The UK joined many other European countries in enforcing a nationwide lockdown and closure of all non-essential business. In reaction to this measure, the UK Chamber of Shipping, Nautilus International and the National Union of Rail, Maritime and Transport Workers published a joint statement urging the government to protect the interests of national seafarers. “Our members must be empowered by the government, urgently, to perform the shipping industry's key logistical role in keeping the UK supplied with the food, medicine, fuel and equipment required to sustain people and businesses,” the statement read.

31

MAR

The president of cruise operator Holland America Line Orlando Ashford hit out at international port authorities for their lack of appropriate response to stranded ships at sea – something that he said “tests our deepest human values”. The comments came hours after two ships belonging to the operator – Zandaam and Rotterdam – were finally given the green light to cross the Panama Canal, having been previously refused entry to dock by other Latin American countries. “We are dealing with a ‘not my problem’ syndrome,” said Ashford. “The international community, consistently generous and helpful in the face of human suffering, shut itself off to Zaandam leaving her to fend for herself.”

2

Apr

The IMO joined many other industry representatives in calling for seafarers and maritime personnel to be recognised as key workers and therefore be exempted from travel bans.

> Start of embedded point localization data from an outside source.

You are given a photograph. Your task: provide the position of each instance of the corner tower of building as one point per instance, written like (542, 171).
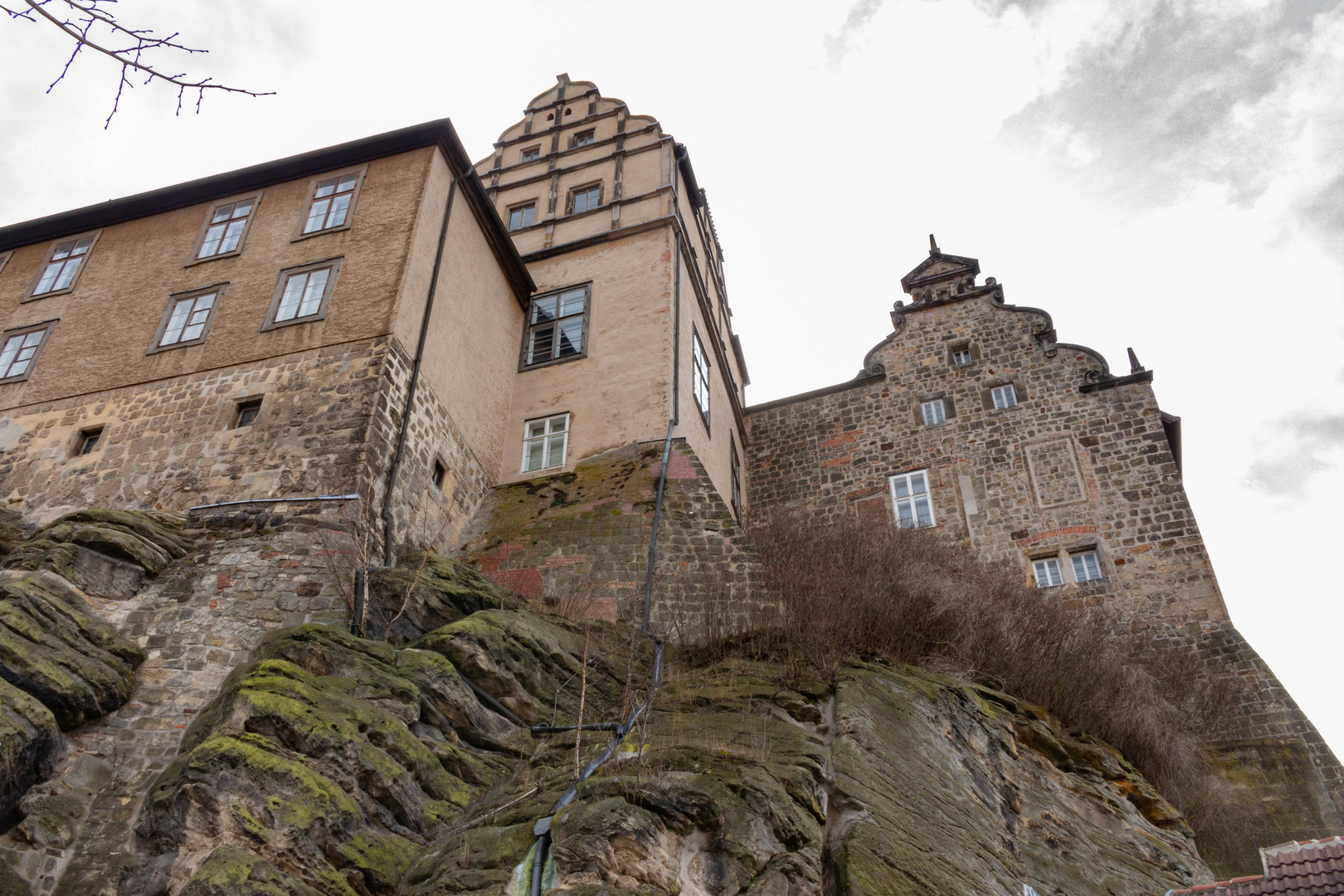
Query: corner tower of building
(631, 325)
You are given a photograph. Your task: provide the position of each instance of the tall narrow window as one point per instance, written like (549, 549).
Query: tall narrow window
(585, 197)
(303, 295)
(544, 442)
(912, 499)
(19, 353)
(1086, 566)
(700, 377)
(1047, 572)
(331, 203)
(522, 217)
(735, 477)
(62, 268)
(557, 327)
(187, 319)
(223, 234)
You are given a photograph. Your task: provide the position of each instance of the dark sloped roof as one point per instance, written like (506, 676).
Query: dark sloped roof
(1298, 868)
(431, 134)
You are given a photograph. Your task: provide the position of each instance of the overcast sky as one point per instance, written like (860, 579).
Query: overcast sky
(1166, 175)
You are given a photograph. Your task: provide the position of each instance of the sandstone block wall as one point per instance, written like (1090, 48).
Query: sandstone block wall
(582, 539)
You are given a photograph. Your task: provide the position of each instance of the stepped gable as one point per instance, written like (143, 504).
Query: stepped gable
(1296, 868)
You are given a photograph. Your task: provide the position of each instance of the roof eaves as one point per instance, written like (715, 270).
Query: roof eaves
(192, 192)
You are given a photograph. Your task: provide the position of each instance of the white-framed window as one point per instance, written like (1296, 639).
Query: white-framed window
(557, 327)
(19, 351)
(522, 217)
(1004, 397)
(912, 500)
(544, 442)
(1086, 566)
(700, 377)
(1047, 572)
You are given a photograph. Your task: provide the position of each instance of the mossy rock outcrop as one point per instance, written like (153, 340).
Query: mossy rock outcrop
(334, 755)
(30, 746)
(105, 553)
(407, 602)
(56, 649)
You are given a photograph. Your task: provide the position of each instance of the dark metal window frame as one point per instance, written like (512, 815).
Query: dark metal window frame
(360, 173)
(30, 296)
(334, 264)
(528, 327)
(700, 371)
(205, 229)
(22, 331)
(218, 289)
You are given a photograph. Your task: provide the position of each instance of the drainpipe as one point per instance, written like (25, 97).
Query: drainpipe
(410, 392)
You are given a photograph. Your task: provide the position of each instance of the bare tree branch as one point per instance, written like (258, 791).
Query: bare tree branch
(90, 15)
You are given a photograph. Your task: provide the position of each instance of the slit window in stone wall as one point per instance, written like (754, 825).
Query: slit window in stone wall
(62, 268)
(187, 319)
(303, 295)
(226, 226)
(1047, 572)
(912, 499)
(522, 217)
(557, 327)
(544, 442)
(1004, 397)
(19, 351)
(1086, 567)
(89, 441)
(247, 412)
(700, 377)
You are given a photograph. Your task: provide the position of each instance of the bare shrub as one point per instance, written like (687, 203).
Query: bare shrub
(910, 597)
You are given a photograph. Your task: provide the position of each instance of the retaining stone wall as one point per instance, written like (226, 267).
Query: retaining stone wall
(582, 539)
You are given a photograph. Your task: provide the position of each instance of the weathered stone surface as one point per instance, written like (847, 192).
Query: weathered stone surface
(308, 759)
(30, 746)
(56, 649)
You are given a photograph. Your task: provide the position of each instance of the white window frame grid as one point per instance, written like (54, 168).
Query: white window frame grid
(1083, 571)
(230, 227)
(555, 430)
(305, 299)
(561, 323)
(347, 212)
(918, 489)
(1004, 397)
(524, 219)
(1047, 572)
(194, 319)
(24, 342)
(700, 377)
(69, 261)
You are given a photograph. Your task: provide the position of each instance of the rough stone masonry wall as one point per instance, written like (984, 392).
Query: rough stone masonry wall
(582, 539)
(257, 567)
(1062, 470)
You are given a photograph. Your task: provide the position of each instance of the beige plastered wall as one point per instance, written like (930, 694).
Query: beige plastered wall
(470, 348)
(110, 319)
(621, 392)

In its letter to global governments, the organisation also highlighted the importance of keeping ports open and supporting the supply chain.

8

Apr

As world cases surpassed 1.5 million, the European Commission launched a set of guidelines to support governments when repatriating cruise ship passengers and protecting ship crews. “Seafarers are keeping the vital channels for our economy and supply chains open, as 75% of EU global trade and 30% of all goods transported within the EU are moved by sea,” commissioner for Transport Adina Vălean said. “The guidelines adopted today include sanitary advice, recommendations for crew changes, disembarking, and repatriation for seafarers and passengers.”

17

Apr

A joint statement from the IMO and the World Customs Organization stressed the importance of keeping ports and customs operational to support the supply of essential goods. It came after many hubs around the world started denying entry to ships in fear of contagion. The statement added: “It is critical that customs administrations and port state authorities continue to facilitate the cross-border movement of vital medical supplies and equipment, critical agricultural products and other goods to help minimise the overall impact of the Covid-19 pandemic on economies and societies.